Há apenas uns poucos dias, num dos mais notáveis pronunciamentos do ano (e que, como é típico, foi ignorado), Tariq Ali dissecou de forma brilhante a corrupção no Paquistão (incluindo o governo de Bhutto) na revista London Review of Books (Leia no Vermelho: Tariq Ali: O domínio militar é tragédia paquistanesa). Deu ênfase a Benazir e chamou-a no título ''A filha do Ocidente''. De fato, o artigo estava no meu gabinete, pronto para ser fotocopiado, quando a sua protagonista era assassinada em Rawalpindi.



No fim desta análise, Tariq Ali pormenorizou amplamente o assassinato de Murtaza Bhutto às mãos da polícia, próximo à sua residência, quando Benazir era primeira-ministra e estava furiosa com Murtaza porque este exigia o regresso aos valores tradicionais do PPP e criticava-a por haver nomeado o seu próprio marido como ministro da Indústria, um posto altamente lucrativo.



Numa passagem da análise, que continua válida mesmo depois do assassinato e suas consequências, afirma-se: ''A bala fatal foi disparada a curta distância. A armadilha foi estendida, como é costume no Paquistão, com uma grosseira, relatórios falsos na repartições policiais, evidências perdidas, testemunhas que foram detidas e intimidadas, um polícia assassinado por se temer que falasse. Tudo isto evidencia o fato de que executar o irmão da primeira-ministra foi uma decisão tomada a muito alto nível''.



Quando Fátima, a filha de 14 anos de Murtaza, telefonou à sua tia para perguntar-lhe porque estavam a deter as testemunhas e não os assassinos do seu pai, ela afirma que Benazir lhe explicou: ''Olhe, é demasiado jovem. Não entendes as coisas'', ou pelo menos isso nos diz Tariq Ali na sua exposição.



Sobre tudo isto, entretanto, paira o assombroso poder dos serviços secretos do Paquistão (ISI). Esta vasta, corrupta e brutal instituição trabalha para Musharraf.



Mas também trabalhou e ainda trabalha para os talibãs. Também trabalha para os Estados Unidos. De fato, trabalha para todo o mundo. Mas é a chave que Musharraf pode utilizar para abrir conversações com os inimigos de Washington quando ele se sente ameaçado ou quer pressionar o Afeganistão, ou então aplacar os ''extremistas'' e ''terroristas'' que tanto preocupam o presidente Bush.



Recordemos a propósito que Daniel Pearl, o repórter do Wall Street Journal decapitado pelos seus sequestradores muçulmanos em Carachi, combinou o seu encontro fatal com os seus futuros assassinos no gabinete do comandante dos ISI.

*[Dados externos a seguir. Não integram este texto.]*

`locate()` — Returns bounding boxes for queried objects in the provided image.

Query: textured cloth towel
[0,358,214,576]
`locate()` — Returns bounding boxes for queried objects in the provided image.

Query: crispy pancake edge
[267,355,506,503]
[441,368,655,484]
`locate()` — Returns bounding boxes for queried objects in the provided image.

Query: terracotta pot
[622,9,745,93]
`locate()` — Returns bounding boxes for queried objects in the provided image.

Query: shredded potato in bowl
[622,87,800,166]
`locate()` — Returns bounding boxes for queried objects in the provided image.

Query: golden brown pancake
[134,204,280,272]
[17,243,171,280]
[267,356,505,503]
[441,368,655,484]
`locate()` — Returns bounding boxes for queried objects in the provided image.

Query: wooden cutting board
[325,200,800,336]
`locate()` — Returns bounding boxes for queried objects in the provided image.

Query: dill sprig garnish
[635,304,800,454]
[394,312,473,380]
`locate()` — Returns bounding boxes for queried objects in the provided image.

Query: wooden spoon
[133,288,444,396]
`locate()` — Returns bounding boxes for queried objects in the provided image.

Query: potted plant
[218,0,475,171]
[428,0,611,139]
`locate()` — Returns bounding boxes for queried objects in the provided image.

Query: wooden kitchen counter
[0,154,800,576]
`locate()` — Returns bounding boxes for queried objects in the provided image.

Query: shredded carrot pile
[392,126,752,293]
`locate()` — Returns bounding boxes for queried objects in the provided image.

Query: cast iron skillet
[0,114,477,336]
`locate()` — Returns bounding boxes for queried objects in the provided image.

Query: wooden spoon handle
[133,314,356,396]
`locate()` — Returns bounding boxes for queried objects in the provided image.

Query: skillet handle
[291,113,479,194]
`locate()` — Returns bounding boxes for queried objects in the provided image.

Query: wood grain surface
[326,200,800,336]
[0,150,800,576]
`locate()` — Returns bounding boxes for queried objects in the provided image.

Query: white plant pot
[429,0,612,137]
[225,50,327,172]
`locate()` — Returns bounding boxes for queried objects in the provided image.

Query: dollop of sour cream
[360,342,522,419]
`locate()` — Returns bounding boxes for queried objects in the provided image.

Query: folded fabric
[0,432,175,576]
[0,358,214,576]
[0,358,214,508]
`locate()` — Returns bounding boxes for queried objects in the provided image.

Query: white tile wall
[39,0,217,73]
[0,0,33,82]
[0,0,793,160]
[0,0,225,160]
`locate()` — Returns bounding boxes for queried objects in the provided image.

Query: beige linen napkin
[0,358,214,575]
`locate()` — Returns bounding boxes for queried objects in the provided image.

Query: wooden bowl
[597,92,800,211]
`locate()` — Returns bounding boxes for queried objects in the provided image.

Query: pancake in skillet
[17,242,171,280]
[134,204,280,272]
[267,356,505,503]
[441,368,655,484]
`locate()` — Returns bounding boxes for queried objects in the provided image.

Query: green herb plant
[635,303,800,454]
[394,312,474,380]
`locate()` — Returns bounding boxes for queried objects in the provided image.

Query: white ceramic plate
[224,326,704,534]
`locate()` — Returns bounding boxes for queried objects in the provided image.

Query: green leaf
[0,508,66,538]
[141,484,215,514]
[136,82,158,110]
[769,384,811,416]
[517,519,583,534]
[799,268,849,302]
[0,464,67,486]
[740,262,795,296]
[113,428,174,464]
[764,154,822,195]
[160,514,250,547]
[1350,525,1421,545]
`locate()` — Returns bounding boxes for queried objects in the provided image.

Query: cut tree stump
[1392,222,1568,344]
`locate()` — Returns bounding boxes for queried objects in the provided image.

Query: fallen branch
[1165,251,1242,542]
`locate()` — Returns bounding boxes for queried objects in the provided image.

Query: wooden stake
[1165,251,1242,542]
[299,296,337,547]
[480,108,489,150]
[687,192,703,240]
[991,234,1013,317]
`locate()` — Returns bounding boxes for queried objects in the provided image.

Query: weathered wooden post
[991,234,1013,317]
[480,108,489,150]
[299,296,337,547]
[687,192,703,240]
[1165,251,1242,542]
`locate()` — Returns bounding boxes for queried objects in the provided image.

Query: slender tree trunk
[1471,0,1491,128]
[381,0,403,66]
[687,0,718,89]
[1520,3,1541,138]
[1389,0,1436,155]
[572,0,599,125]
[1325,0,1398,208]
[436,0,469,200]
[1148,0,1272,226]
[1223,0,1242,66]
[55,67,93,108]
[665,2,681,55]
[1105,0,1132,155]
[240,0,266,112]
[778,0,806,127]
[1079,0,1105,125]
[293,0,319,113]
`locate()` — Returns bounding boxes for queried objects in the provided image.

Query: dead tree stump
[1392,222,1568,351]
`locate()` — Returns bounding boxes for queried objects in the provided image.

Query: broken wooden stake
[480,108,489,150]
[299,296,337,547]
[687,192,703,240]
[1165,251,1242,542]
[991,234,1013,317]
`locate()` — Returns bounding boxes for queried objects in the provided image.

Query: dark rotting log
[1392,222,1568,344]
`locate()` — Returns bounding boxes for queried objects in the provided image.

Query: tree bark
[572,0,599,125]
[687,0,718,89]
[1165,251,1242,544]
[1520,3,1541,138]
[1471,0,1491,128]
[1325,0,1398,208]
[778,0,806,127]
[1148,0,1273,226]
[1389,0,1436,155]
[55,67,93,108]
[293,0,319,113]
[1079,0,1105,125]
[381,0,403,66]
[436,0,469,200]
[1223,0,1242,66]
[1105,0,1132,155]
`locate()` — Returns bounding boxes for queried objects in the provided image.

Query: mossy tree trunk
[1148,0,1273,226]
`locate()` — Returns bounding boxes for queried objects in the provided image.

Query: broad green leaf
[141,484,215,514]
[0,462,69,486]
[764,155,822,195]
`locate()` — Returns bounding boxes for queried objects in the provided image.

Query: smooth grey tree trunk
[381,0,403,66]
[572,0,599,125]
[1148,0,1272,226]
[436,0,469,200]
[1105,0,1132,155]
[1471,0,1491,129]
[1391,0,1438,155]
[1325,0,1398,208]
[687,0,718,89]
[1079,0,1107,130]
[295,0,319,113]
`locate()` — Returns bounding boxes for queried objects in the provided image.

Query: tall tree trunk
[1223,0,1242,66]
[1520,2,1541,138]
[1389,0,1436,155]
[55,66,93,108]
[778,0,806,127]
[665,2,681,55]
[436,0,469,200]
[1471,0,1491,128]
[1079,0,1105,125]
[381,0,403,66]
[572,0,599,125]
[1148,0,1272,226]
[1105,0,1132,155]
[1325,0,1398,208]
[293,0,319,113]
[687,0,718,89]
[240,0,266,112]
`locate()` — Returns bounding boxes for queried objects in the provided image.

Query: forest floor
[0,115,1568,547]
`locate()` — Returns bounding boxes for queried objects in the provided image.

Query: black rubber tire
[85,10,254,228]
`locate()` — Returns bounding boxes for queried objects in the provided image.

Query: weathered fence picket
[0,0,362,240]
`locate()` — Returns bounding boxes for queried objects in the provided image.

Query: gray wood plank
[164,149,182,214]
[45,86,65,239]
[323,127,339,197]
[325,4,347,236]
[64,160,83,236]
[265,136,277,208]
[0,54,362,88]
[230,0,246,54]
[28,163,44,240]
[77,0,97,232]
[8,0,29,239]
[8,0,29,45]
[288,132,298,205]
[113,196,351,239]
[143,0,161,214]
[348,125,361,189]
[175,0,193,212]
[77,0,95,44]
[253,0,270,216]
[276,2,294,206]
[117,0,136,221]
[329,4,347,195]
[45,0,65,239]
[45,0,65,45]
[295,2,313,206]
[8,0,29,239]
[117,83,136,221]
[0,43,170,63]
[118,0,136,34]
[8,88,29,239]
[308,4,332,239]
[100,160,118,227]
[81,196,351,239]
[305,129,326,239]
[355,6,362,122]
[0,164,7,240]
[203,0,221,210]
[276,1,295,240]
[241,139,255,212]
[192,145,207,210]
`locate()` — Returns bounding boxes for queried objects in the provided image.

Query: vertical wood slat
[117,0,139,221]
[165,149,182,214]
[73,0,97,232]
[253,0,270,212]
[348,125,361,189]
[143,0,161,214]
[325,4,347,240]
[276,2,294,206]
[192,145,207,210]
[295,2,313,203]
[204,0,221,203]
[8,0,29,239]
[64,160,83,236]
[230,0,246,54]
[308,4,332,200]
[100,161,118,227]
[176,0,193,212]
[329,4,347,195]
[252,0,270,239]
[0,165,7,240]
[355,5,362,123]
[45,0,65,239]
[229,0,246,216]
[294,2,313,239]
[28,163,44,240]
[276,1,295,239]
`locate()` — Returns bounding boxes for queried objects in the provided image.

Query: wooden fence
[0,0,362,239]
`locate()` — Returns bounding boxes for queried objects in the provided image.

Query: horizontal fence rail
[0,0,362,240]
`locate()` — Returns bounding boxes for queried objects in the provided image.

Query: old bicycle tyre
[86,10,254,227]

O livro ''Taliban'', de Ahmed Rashid, contem provas fascinantes da rede de corrupção e violência dos ISI. Leiam-no, e verão que tudo o que disse faz muito mais sentido.



Mas voltando à narrativa oficial, George W. Bush anunciou na quinta-feira anterior que ''esperava'' falar com o seu velho amigo Musharraf. Naturalmente, falarão de Benazir. Seguramente não conversarão sobre o fato de que Musharraf continua a proteger o seu velho conhecido, um certo senhor Khan, o qual proporcionou segredos nucleares paquistaneses à Líbia e ao Irão. Não, mas é melhor não levantarmos esse pequeno assunto do ''eixo do mal''.



Naturalmente, pediram-nos mais uma vez para nos concentrarmos nesses ''extremistas'' e ''terroristas'', e que nos afastemos da lógica de questionar aquilo que muitos paquistaneses sentiram após os assassinato de Benazir.



Não é preciso ser um perito para compreender que as odiadas eleições legislativas que assombravam Musharraf seriam adiadas indefinidamente se o seu principal opositor político fosse liquidado antes do dia das eleições.



Analisemos esta lógica tal como o faria o inspetor Ian Blair, no seu caderno, antes de se converter no mais importante polícia de Londres.



Pergunta: Quem obrigou Benazir Bhutto a permanecer em Londres e quis evitar o seu regresso ao Paquistão? Resposta: O general Musharraf. Pergunta: Quem ordenou este mês a prisão de centenas de simpatizantes de Bhutto? Resposta: O general Musharraf. Pergunta: Quem impôs a Benazir uma prisão domiciliar temporária este mês? Resposta: O general Musharraf. Pergunta: Quem declarou o estado de emergência este mês? Resposta: O general Musharraf.



Pergunta: Quem matou Benazir Bhutto? Bem, sim, humm, sim…



Vêm qual é o problema? Ontem os nossos guerreiros da televisão nos informaram que os membros do PPP gritavam que Musharraf era um ''assassino'', queixando-se de não ter dado suficiente proteção a Benazir. Erro. Gritavam isto porque acreditavam que foi ele que a matou.